Como ironia do destino - ou não - o último pedido de Elizabeth Ateara foi para que eu e Alex lêssemos todos eles, mas ela foi bem específica: somente após o seu funeral. E claro, foi isso que fizemos durante toda a madrugada entre choros, sorrisos e cochilos.

Em geral, foi estranho. Ao abrir o primeiro diário e rever a sua letra depois de tudo, trouxe uma sensação de conforto e saudade. Era como se estivéssemos próximas dela naquele momento, mas ao mesmo tempo não, pois sabíamos que se ela ainda estivesse aqui, provavelmente não teríamos acesso àquelas informações, que basicamente era seu passado inteiro.

Nossa mãe nasceu e cresceu na reserva Quileute, localizada em La Push - Washington, e bom, foi de lá que eu vim também. Ela morava com o pai, Quil Ateara III; Molly, sua mãe; E um irmão, que pasmem, também se chamava Quil Ateara - só que esse era o IV. Todos eram muito unidos e compartilhavam uma vida pacífica juntos... Até o dia em que minha mãe engravidou de mim.

O resumo sobre ela e meu "pai" era breve, mas consegui entender bem. Ele era um conhecido jovem da tribo que possuía um relacionamento estável com outra mulher, que estava grávida, e acabou se apaixonando por minha mãe. Eles então resolveram viver uma aventura rápida que ao que tudo indica - no caso, eu - não acabou conforme o esperado. Como a reserva era relativamente pequena, seria uma grande vergonha para ambas as famílias se descobrissem a traição e principalmente a gravidez da minha mãe, então, para não destruir principalmente a atual família do meu pai, minha mãe resolveu deixar tudo para trás e seguir comigo ainda em seu ventre para longe dali. Na verdade, não tão longe, visto que seu destino final foi Seattle.

Meu avô soube da gestação quando minha mãe chegou em Seattle e foi contra a sua ida, ele acreditava na índole do meu pai e que devíamos ficar na reserva, custe o que custar. A única da família que apoiou a decisão da minha mãe, foi minha avó. Nas páginas seguintes pude ver que foi ela quem ajudou financeiramente no início de tudo e foi uma verdadeira confidente para minha mãe, até que, infelizmente, um ataque cardíaco ocasionou seu falecimento. Meu nome, Maya, que havia sido escolhido pela vovó Molly, e virou uma última homenagem para ela.
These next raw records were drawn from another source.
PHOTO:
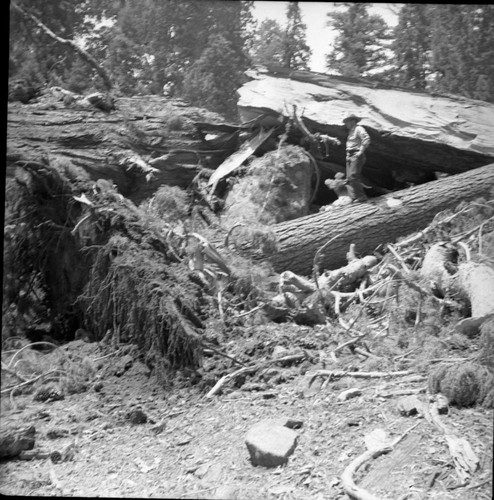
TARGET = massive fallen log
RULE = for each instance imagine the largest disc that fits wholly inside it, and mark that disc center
(413, 134)
(370, 224)
(146, 142)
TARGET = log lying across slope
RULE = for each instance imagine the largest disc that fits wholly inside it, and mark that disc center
(142, 133)
(370, 224)
(413, 134)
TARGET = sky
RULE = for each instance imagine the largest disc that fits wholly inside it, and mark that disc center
(319, 35)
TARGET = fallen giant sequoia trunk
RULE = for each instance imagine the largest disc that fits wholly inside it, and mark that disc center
(413, 134)
(370, 224)
(144, 135)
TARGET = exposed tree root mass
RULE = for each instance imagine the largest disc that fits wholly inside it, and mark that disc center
(145, 336)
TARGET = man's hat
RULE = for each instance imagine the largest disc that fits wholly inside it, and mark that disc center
(352, 117)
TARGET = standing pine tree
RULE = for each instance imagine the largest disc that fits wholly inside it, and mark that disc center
(462, 50)
(212, 80)
(296, 52)
(267, 46)
(412, 46)
(359, 48)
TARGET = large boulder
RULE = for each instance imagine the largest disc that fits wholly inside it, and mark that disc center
(413, 133)
(276, 187)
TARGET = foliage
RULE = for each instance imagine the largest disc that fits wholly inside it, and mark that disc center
(463, 384)
(412, 45)
(212, 80)
(296, 52)
(143, 300)
(462, 51)
(267, 47)
(170, 204)
(359, 47)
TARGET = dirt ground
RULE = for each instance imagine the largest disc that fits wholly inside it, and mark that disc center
(192, 446)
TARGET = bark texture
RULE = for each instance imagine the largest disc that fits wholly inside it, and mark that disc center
(413, 134)
(369, 225)
(124, 146)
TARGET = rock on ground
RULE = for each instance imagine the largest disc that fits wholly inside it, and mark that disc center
(270, 443)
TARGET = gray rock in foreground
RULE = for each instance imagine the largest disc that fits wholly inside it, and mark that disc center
(270, 444)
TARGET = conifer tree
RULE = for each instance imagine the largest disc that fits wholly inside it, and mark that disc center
(359, 48)
(296, 52)
(213, 79)
(462, 50)
(412, 46)
(267, 47)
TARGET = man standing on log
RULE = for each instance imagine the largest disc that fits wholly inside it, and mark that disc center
(357, 142)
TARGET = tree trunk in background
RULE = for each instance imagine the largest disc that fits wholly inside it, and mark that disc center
(370, 224)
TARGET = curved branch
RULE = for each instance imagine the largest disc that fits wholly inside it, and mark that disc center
(81, 52)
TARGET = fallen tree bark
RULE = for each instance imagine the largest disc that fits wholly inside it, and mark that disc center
(146, 142)
(371, 224)
(413, 133)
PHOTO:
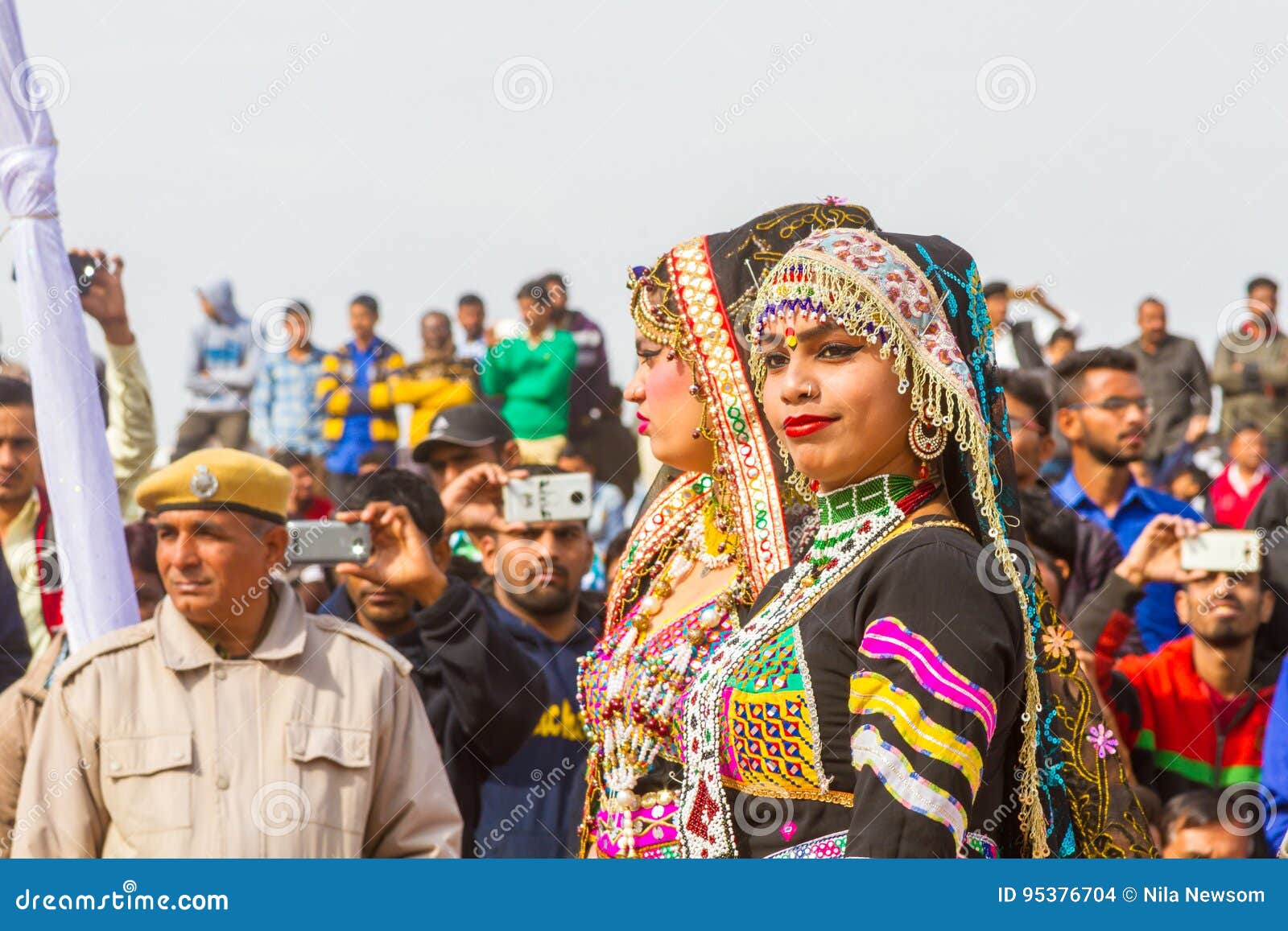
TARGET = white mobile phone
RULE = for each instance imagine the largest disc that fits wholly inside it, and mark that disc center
(547, 497)
(1223, 551)
(326, 542)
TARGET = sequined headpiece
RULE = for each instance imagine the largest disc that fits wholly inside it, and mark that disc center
(696, 299)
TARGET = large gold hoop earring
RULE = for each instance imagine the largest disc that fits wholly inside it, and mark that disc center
(927, 443)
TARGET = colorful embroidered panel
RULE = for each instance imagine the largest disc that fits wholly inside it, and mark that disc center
(830, 847)
(889, 639)
(908, 787)
(654, 832)
(871, 693)
(770, 735)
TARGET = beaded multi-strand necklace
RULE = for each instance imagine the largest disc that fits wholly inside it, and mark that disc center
(635, 724)
(853, 521)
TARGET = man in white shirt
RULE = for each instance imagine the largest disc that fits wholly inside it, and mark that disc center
(1018, 343)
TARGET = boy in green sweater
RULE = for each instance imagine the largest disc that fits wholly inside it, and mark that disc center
(534, 375)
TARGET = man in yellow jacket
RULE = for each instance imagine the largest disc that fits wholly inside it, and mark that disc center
(233, 724)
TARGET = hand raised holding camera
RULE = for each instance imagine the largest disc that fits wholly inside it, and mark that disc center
(473, 500)
(105, 298)
(401, 555)
(1156, 557)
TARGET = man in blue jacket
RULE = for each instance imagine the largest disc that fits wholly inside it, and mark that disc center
(222, 366)
(1274, 766)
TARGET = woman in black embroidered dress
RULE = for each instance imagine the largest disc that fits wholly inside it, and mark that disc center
(886, 698)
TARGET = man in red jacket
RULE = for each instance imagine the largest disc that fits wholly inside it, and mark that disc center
(1240, 486)
(1191, 714)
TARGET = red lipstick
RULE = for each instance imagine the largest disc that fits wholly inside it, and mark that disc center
(805, 424)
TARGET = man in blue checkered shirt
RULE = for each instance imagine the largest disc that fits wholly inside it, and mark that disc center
(285, 412)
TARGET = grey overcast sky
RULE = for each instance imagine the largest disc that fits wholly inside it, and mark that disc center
(319, 150)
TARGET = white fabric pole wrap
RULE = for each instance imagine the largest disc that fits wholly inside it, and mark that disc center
(92, 563)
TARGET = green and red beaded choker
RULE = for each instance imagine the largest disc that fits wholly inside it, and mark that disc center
(849, 518)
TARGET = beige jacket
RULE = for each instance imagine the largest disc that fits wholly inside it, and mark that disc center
(132, 429)
(316, 746)
(19, 708)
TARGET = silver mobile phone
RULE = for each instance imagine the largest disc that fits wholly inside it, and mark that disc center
(326, 542)
(1223, 551)
(547, 497)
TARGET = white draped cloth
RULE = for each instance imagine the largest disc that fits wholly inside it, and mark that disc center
(92, 563)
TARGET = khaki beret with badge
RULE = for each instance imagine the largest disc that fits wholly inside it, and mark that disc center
(218, 480)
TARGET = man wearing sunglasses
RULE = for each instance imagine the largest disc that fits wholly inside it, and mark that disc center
(1104, 414)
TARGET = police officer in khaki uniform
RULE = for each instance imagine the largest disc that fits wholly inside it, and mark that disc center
(232, 724)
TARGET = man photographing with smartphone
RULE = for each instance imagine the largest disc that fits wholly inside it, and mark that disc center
(482, 692)
(499, 671)
(1193, 714)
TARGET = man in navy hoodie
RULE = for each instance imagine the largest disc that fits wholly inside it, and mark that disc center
(532, 804)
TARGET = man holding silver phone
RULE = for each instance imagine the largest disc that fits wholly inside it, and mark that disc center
(1195, 712)
(482, 692)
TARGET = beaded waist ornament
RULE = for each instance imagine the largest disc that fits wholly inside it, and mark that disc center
(853, 521)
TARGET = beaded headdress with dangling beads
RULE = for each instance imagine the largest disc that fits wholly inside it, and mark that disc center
(695, 300)
(919, 300)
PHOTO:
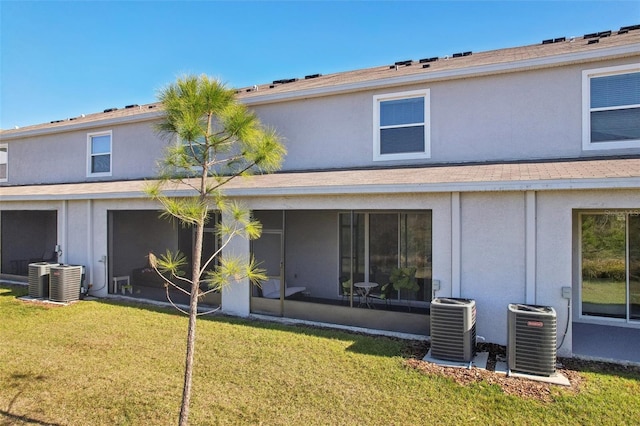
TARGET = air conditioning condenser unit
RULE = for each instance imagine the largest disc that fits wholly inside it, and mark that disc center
(532, 336)
(453, 329)
(39, 279)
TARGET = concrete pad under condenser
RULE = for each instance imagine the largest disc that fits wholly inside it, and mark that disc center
(478, 361)
(555, 379)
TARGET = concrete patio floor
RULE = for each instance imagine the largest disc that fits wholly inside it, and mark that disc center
(605, 342)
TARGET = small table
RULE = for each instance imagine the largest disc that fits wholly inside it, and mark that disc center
(364, 288)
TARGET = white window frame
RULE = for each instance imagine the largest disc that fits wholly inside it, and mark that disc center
(90, 137)
(5, 147)
(587, 75)
(377, 99)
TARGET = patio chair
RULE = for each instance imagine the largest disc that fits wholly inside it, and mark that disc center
(385, 293)
(348, 290)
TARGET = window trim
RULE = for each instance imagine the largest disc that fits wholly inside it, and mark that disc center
(587, 75)
(6, 163)
(90, 137)
(377, 100)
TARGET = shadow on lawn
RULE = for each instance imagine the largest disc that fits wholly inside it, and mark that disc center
(360, 342)
(21, 380)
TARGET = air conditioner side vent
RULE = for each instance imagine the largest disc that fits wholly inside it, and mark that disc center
(532, 336)
(453, 329)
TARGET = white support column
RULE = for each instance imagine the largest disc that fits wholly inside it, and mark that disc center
(456, 249)
(530, 247)
(90, 258)
(62, 230)
(236, 296)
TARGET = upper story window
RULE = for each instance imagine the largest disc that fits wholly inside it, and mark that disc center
(4, 162)
(99, 154)
(401, 126)
(611, 107)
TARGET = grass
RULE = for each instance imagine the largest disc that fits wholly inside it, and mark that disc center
(105, 363)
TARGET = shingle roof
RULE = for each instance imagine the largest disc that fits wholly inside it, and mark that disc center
(584, 174)
(434, 68)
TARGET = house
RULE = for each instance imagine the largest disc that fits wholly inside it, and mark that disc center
(507, 176)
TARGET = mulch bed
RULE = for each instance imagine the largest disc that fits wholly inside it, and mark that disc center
(571, 368)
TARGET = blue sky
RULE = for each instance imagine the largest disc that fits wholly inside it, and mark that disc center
(60, 59)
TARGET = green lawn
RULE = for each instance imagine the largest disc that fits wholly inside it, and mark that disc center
(104, 363)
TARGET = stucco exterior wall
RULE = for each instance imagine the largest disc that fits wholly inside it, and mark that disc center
(493, 257)
(62, 157)
(517, 116)
(311, 251)
(523, 115)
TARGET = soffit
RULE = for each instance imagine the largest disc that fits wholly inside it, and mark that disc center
(560, 175)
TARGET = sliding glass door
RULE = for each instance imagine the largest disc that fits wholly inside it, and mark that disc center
(373, 245)
(610, 265)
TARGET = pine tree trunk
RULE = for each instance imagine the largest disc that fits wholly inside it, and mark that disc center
(191, 333)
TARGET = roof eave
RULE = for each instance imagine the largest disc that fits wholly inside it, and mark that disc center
(74, 125)
(416, 188)
(473, 71)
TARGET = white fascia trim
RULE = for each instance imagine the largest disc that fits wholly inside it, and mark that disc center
(549, 185)
(525, 64)
(424, 188)
(73, 126)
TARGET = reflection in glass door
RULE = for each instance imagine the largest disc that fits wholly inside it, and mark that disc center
(634, 267)
(610, 247)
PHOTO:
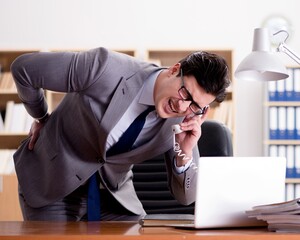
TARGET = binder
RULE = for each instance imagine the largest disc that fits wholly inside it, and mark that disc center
(290, 163)
(297, 124)
(291, 123)
(297, 162)
(281, 90)
(282, 123)
(273, 123)
(289, 86)
(272, 91)
(296, 84)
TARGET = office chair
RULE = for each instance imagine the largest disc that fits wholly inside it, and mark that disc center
(150, 177)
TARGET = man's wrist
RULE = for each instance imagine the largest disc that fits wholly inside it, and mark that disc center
(43, 119)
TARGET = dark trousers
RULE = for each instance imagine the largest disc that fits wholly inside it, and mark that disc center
(74, 208)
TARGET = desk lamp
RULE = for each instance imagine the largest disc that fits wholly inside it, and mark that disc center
(262, 64)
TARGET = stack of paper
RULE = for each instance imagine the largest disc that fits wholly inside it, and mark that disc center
(281, 217)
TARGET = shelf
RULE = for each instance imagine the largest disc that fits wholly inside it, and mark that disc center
(282, 142)
(282, 104)
(11, 140)
(8, 96)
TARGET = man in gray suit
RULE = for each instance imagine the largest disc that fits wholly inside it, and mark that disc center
(105, 92)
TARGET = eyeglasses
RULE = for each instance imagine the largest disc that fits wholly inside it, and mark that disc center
(186, 96)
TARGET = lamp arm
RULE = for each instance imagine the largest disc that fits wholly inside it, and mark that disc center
(285, 49)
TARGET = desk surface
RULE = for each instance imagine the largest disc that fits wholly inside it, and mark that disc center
(127, 230)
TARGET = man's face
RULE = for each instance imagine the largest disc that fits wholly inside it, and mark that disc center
(168, 101)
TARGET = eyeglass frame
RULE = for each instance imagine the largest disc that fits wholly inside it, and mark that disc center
(201, 110)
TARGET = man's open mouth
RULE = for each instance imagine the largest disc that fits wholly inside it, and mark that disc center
(172, 106)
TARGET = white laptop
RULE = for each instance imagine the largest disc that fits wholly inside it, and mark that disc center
(228, 186)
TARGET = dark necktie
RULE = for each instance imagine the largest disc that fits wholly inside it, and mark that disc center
(123, 145)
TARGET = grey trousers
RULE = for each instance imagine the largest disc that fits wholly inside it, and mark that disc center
(74, 208)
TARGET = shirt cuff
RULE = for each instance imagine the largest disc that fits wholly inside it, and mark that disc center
(183, 168)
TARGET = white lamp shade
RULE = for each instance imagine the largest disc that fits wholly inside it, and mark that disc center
(261, 64)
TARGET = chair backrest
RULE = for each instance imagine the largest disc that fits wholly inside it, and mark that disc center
(150, 177)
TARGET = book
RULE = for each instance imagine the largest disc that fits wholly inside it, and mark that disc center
(283, 216)
(161, 220)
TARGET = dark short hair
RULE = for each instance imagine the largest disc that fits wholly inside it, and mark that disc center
(210, 70)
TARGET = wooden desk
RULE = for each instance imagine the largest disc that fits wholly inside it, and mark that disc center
(126, 231)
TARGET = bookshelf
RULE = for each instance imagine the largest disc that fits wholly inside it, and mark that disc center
(282, 134)
(223, 112)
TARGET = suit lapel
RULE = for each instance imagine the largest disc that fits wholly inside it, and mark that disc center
(125, 93)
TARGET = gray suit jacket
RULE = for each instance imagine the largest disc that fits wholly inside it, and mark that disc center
(100, 85)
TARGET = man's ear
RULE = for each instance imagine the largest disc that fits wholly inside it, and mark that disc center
(175, 69)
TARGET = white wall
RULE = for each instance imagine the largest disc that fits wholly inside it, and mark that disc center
(162, 24)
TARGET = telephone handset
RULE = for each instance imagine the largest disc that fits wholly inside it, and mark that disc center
(176, 129)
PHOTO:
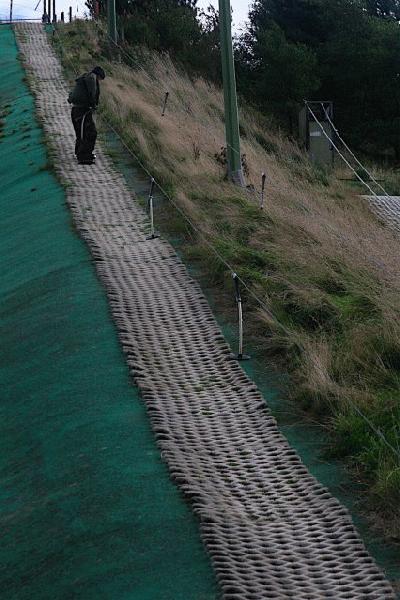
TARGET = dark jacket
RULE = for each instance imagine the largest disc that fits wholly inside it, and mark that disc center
(86, 91)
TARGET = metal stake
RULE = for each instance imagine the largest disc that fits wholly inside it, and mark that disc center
(165, 103)
(263, 178)
(240, 356)
(150, 208)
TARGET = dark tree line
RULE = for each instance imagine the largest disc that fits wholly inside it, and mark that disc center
(347, 51)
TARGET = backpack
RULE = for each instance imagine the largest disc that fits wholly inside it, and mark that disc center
(79, 94)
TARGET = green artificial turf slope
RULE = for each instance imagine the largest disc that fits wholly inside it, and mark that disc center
(86, 506)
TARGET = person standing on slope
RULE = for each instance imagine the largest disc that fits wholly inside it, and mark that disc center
(84, 99)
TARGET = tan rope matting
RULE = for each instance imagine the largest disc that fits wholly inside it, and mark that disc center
(271, 529)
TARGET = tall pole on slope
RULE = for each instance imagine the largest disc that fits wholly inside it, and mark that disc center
(112, 20)
(230, 99)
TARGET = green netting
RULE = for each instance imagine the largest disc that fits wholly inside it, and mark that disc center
(306, 437)
(87, 508)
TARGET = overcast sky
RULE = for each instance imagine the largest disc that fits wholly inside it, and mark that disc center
(26, 8)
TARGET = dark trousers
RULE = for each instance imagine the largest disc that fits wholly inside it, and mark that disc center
(85, 131)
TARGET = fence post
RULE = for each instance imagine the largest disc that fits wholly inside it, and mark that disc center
(263, 178)
(153, 235)
(165, 103)
(238, 296)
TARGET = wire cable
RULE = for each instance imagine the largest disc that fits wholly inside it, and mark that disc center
(338, 151)
(297, 342)
(351, 152)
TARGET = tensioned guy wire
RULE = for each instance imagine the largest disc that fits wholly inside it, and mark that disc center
(351, 152)
(338, 151)
(297, 342)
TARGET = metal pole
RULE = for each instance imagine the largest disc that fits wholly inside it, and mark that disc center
(230, 99)
(112, 20)
(152, 235)
(240, 356)
(165, 103)
(263, 178)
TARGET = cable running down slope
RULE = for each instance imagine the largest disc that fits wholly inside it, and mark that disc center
(272, 530)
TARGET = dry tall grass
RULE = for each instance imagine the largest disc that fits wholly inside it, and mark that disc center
(323, 263)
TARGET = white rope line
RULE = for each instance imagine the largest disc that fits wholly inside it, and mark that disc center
(351, 152)
(297, 342)
(338, 151)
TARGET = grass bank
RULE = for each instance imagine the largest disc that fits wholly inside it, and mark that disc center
(316, 256)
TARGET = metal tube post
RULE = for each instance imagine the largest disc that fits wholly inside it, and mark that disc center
(152, 235)
(240, 356)
(165, 103)
(263, 178)
(112, 20)
(230, 99)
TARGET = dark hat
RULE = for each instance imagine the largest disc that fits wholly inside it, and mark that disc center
(99, 71)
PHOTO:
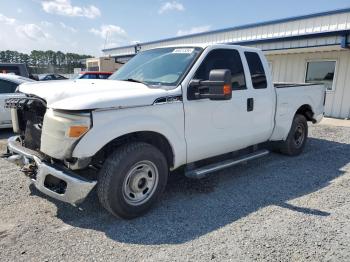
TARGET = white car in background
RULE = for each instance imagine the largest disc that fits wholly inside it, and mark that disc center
(8, 86)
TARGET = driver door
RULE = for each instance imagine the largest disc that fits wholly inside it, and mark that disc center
(217, 127)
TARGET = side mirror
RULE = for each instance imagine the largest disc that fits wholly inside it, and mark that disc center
(218, 87)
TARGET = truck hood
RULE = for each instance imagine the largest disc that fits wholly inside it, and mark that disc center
(92, 94)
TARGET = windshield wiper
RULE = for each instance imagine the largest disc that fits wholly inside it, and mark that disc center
(134, 80)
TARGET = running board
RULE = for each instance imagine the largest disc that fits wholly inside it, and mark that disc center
(206, 170)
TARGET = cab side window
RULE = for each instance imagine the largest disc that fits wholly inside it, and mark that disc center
(7, 87)
(223, 59)
(256, 69)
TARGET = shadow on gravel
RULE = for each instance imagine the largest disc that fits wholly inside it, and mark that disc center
(191, 209)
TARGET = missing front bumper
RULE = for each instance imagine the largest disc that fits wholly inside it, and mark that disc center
(50, 179)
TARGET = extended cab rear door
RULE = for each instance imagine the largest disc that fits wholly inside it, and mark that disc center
(7, 90)
(217, 127)
(263, 95)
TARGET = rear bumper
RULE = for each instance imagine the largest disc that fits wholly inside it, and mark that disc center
(74, 189)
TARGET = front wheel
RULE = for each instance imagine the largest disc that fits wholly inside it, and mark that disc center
(132, 179)
(297, 137)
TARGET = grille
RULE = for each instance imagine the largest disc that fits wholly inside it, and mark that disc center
(30, 117)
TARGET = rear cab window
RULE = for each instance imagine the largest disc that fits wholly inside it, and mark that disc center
(256, 69)
(7, 87)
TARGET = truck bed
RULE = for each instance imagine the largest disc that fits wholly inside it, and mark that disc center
(289, 100)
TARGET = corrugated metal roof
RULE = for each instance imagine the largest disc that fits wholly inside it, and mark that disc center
(312, 24)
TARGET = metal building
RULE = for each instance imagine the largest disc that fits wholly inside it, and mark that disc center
(310, 48)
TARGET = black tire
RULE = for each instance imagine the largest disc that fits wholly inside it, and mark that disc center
(297, 137)
(116, 187)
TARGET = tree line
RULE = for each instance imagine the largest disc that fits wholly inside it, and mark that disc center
(45, 61)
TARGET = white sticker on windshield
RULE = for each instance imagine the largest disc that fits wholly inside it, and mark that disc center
(183, 50)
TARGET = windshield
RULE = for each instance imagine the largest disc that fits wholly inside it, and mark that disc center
(163, 66)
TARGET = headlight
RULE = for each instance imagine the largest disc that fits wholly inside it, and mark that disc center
(61, 131)
(71, 125)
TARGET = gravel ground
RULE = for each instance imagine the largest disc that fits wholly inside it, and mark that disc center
(277, 209)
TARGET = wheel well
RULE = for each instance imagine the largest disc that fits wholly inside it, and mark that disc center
(157, 140)
(306, 111)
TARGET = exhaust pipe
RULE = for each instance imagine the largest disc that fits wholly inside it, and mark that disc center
(18, 160)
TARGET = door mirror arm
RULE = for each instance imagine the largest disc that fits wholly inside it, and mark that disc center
(218, 87)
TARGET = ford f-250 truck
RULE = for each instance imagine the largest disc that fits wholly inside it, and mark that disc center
(203, 108)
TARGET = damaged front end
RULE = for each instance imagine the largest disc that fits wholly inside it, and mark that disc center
(49, 174)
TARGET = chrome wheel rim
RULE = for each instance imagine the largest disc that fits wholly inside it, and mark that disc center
(140, 183)
(299, 135)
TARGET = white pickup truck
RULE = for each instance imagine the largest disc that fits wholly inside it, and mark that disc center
(203, 108)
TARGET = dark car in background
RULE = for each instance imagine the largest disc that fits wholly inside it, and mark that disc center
(46, 77)
(93, 75)
(14, 68)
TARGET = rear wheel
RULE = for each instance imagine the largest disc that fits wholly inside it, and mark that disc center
(297, 137)
(132, 179)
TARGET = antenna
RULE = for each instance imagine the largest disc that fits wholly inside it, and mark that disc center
(104, 47)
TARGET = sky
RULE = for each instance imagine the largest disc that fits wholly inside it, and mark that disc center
(86, 27)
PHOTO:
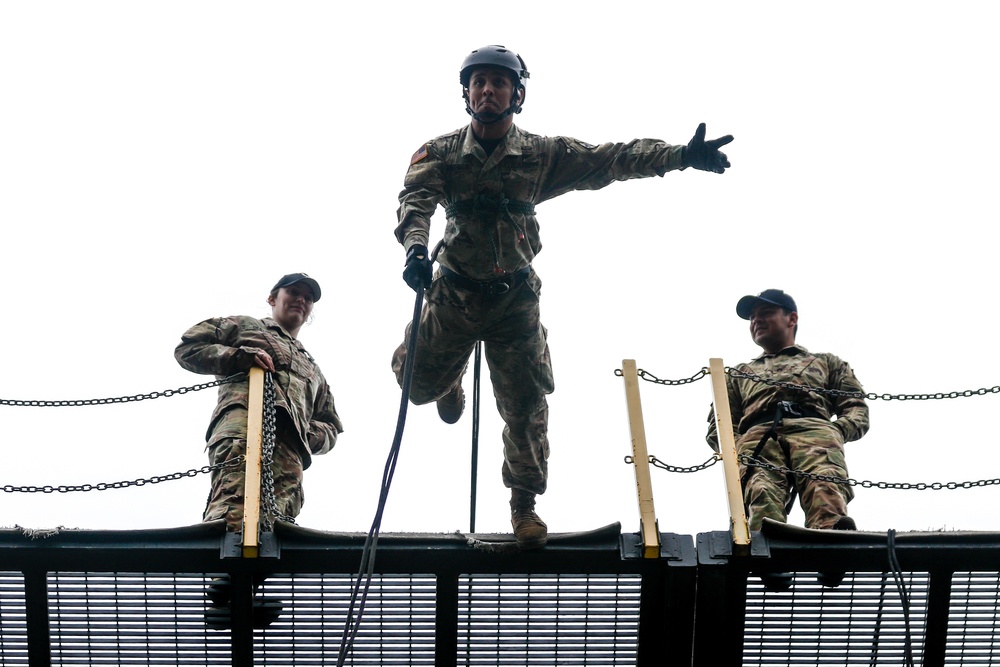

Com a morte de minha vó, Christopher - um jovem que havia herdado a lanchonete que a mamãe trabalhava e desde então se tornou bom amigo - foi quem acompanhou minha mãe até o funeral que, por ter sido uma morte natural, ocorreu poucas horas depois. Para evitar qualquer desgaste, mamãe decidiu se despedir de longe, sem nem ao menos descer do carro... Mas ainda sim, meu pai a viu. No momento em que os olhares deles se cruzaram, a sua bolsa rompeu e ela soube que eu estava chegando. Chris então dirigiu o mais rápido que pôde de volta para Seattle e eu nasci ainda aquela noite, no mesmo dia do falecimento da minha avó. Desde então, nossa mãe nunca mais entrou em contato com o restante da família e decidiu quebrar o vínculo definitivamente com meu pai.